SACHSENRING – Pembalap muda andalan Indonesia, Veda Ega Pratama, sukses menunjukkan taji dalam balapan utama Moto3 Jerman 2026 yang digelar di Sirkuit Sachsenring, Minggu (12/7/2-26) sore WIB. Performa impresif di lap-lap terakhir membawanya finis di zona 10 besar sekaligus mengamankan poin krusial.
Hasil manis ini menjadi momen kebangkitan yang sempurna bagi rider Honda Team Asia tersebut. Pasalnya, pada seri sebelumnya di Moto3 Belanda 2026, Veda sempat bernasib sial dan gagal menyentuh garis finis akibat terlibat insiden di Sirkuit Assen.
Mengawali balapan dari urutan ke-13 karena kualifikasi yang kurang maksimal, tantangan Veda di Sachsenring jelas tidak mudah. Namun, bermodalkan ketenangan dan pengalamannya, ia langsung tampil menekan sejak bendera start dikibarkan hingga akhirnya finis di urutan kedelapan.
Veda sempat merangsek hingga ke urutan ketujuh sebelum posisinya kembali melorot dan tertahan di peringkat kesepuluh hingga pertengahan balapan. Memasuki dua putaran terakhir, pembalap tanah air ini mulai melancarkan strategi menyerang yang agresif.
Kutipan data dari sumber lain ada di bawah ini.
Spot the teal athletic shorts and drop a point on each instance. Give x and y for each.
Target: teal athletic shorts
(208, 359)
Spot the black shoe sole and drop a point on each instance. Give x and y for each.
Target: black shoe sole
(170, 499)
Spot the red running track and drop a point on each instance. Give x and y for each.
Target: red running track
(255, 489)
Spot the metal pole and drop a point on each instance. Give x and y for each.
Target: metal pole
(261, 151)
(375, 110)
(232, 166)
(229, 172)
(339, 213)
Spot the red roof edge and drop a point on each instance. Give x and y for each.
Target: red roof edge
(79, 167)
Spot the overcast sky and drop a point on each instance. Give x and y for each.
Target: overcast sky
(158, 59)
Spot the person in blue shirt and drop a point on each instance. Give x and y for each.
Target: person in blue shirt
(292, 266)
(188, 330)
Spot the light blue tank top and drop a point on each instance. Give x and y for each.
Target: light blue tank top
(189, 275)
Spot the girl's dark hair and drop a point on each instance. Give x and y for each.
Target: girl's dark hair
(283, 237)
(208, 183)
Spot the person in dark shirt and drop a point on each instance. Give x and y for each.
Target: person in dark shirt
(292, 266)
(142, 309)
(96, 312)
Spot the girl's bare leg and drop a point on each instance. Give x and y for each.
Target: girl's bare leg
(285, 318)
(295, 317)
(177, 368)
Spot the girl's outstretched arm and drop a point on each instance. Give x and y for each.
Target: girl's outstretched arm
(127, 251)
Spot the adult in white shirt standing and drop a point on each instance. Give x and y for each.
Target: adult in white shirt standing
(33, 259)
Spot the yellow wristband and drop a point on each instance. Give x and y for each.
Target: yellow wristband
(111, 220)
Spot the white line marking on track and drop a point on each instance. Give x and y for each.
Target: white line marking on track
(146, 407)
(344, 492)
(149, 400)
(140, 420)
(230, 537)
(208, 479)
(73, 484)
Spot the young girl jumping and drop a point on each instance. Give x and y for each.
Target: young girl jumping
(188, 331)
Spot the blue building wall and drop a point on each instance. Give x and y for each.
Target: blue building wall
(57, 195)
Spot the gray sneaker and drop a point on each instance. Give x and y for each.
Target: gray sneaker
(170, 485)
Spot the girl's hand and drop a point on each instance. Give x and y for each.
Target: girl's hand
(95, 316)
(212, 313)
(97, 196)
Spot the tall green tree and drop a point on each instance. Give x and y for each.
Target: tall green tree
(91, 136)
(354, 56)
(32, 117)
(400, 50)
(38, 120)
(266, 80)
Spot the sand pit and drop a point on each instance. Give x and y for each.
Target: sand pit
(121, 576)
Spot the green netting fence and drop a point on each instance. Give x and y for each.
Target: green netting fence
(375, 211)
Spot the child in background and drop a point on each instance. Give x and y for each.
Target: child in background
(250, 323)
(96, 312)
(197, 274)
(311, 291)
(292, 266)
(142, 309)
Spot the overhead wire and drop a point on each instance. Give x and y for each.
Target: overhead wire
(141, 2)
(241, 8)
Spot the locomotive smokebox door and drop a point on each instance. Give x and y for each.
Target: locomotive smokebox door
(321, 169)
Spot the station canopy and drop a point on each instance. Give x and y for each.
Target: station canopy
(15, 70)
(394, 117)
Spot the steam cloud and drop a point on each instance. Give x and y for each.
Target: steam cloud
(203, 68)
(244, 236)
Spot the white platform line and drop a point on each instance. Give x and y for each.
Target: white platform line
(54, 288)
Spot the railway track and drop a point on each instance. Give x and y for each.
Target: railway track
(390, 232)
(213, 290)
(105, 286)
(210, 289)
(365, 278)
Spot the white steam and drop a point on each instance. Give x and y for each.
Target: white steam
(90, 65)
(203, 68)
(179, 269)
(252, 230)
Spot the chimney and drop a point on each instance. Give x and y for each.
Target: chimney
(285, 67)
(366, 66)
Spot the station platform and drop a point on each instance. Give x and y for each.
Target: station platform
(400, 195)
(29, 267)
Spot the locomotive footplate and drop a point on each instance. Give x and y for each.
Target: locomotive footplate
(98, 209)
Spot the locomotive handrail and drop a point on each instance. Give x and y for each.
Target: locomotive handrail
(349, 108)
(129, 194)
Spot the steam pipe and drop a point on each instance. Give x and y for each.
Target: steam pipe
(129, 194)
Puncaknya terjadi pada lap pemungkas, di mana terjadi persaingan sengit antara Veda dengan Ryusei Yamanaka, Eddie O'Shea, Alvaro Carpe, hingga Hakim Danish. Sempat tercecer di urutan ke-12, Veda secara beringas menyalip para rivalnya di detik-detik akhir untuk mengamankan posisi kedelapan.
Saat menyentuh garis finis, Veda terpaut 15,657 detik dari pembalap asal Spanyol, Brian Uriarte, yang keluar sebagai pemenang GP Jerman. Keberhasilan finis di posisi kedelapan ini otomatis membuahkan tambahan delapan poin berharga bagi Veda.